Subair explained that engagement of the professional service firm –Deloitte- as independent assessor was to ensure an objective and unbiased review of issues raised.

He said: “This whistleblowing facllity would involve the reporting of acts of commission or omission that border on unethical conduct of employees, management, and other stakeholders by an employee or other interested person(s) through designated channels to appropriate authorities.

“The aim of this policy is to encourage employees and other stakeholders who have serious concerns about any aspect of the agency’s operations to come forward and voice those concerns.

“The facility is designed to ensure that concerns about wrongdoing or malpractice within the agency can be raised by any stakeholder without fear of victimisation, subsequent discrimination, and disadvantage of dismissal.

“This facility does not only provide the avenue to report, but ensures credibility of reports through investigation, feedback to the whistle-blower and ensures protection for such whistle-blower from possible reprisals or victimisation for all disclosures made in good faith”, the tax administrator added.

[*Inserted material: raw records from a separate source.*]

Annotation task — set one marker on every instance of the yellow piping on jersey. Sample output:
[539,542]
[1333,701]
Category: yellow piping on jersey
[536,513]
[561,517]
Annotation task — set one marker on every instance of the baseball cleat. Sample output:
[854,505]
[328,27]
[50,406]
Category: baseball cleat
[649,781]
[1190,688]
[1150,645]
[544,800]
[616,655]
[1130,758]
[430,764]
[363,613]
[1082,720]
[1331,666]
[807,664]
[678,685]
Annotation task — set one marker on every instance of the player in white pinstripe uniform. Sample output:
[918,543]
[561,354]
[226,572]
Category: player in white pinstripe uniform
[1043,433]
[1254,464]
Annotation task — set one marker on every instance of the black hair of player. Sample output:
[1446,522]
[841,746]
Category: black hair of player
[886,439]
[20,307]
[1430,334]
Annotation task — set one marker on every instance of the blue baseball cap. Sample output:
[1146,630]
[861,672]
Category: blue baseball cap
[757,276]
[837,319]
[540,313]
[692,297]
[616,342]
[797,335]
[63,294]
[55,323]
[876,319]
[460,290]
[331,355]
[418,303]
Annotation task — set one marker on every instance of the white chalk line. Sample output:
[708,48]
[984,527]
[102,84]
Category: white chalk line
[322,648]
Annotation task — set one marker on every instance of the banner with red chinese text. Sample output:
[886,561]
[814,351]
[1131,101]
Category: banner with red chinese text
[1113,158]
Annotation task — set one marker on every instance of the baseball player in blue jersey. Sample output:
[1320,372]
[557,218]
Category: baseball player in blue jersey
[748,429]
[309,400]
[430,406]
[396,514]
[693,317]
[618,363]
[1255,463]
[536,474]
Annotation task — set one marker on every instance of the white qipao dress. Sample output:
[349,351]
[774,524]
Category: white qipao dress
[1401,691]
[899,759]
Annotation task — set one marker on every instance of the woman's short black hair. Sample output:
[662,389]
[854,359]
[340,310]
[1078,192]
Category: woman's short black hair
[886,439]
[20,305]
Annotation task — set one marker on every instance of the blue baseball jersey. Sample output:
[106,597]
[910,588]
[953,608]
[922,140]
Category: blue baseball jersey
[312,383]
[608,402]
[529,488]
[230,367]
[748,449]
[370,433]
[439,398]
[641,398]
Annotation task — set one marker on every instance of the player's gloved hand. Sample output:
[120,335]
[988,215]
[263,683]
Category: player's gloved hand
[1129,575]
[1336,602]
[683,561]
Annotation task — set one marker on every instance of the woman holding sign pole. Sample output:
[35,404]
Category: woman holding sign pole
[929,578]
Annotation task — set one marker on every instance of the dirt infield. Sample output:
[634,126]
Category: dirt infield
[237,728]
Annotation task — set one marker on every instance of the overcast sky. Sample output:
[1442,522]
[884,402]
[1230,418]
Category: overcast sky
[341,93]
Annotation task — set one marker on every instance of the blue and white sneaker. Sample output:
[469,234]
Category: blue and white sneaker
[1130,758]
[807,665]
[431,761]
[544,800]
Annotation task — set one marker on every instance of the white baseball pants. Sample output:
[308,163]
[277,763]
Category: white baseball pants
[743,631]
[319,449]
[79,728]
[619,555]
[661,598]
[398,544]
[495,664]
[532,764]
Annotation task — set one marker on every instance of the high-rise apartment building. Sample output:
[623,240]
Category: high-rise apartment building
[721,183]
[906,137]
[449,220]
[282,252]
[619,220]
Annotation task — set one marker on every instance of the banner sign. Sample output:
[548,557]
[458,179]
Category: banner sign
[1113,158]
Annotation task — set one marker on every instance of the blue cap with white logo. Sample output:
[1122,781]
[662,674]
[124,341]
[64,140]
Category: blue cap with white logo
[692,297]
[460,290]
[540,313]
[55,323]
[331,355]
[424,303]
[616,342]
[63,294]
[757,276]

While assuring the public that all concerns would be treated in confidence with efforts toward concealing the identity of the whistle-blower with anonymous reports considered for seriousness, credibility and possibility of confirmation from other sources, the tax expert stressed, however,

That anonymity would make it much more difficult to protect the position of the whistle-blower or to give feedback.

Subair clarified: “The whistle blowing framework is a two-way affair aiming to expose LIRS staff involved with misconduct, employees of business entities who want to report employers who circumvent tax laws.

“It also helps members of the public who want to raise an alarm on persons or entities who willfully commit financial crimes leading to revenue loss for the state.

“It is noteworthy to mention that all reports must be made in good faith as allegations made frivolously, maliciously or for personal gain would attract appropriate sanctions.

“We are hopeful that all our stakeholders will join us on this journey of purposeful engagements toward achievement of high standards of ethical conduct in the public service space inclusive of dealings with and within LIRS”, the LIRS boss added

Speaking during the launch, the Commissioner for Finance, Dr. Rabiu Olowo, said the state government, through the ministry, approved the facility to provide channel of reporting by stakeholders, employees and the general public.

He explained that research showed that every minute, in the workplace, wrongdoing was observed daily but people were left with very few choices, leading to the decision to remain silent, concluding that nothing could be done.

Olowo expressed optimism that the initiative would remind people of their civic responsibility to report wrongdoings in workplace or in doing business with the government as the initiative would create a culture of accountability  and effective governance system.

He said: “Without reporting it, there is nothing we can do, so launching this initiative today presents a channel that can be trusted and the least we can do is to discharge them of any reprisal.

“The LIRS was chosen for the pilot scheme because it represents a framework cuts across and interacts with almost all Ministries, Departments and Agencies.

“LIRS has over the years increased the state revenue with its present monthly average at N42 billion and reporting any misdemeanor that is not in line with the ethics of the government can shore up revenue”, the commissioner added.

Commenting on the initiative, Partner, Deloitte, Mr Beulah Adeoye, said the initiative would afford callers the opportunity to raise concerns regarding wrongdoing, fraud or unethical behaviour within the workplace and report it to an independent party.

He listed attitudes depicting fraud to include; asset misappropriation, corruption, embezzlement, forgery, insider trading, maltreatment, money laundering, rebellion, nepotism, threat, and violent behaviour.

The consulting professional identified other fraudulent types as including dishonesty, bullying, bribery, harassment, expense claim abuse, kickback, stealing, under-invoicing misuse of authority, bribery and over invoicing.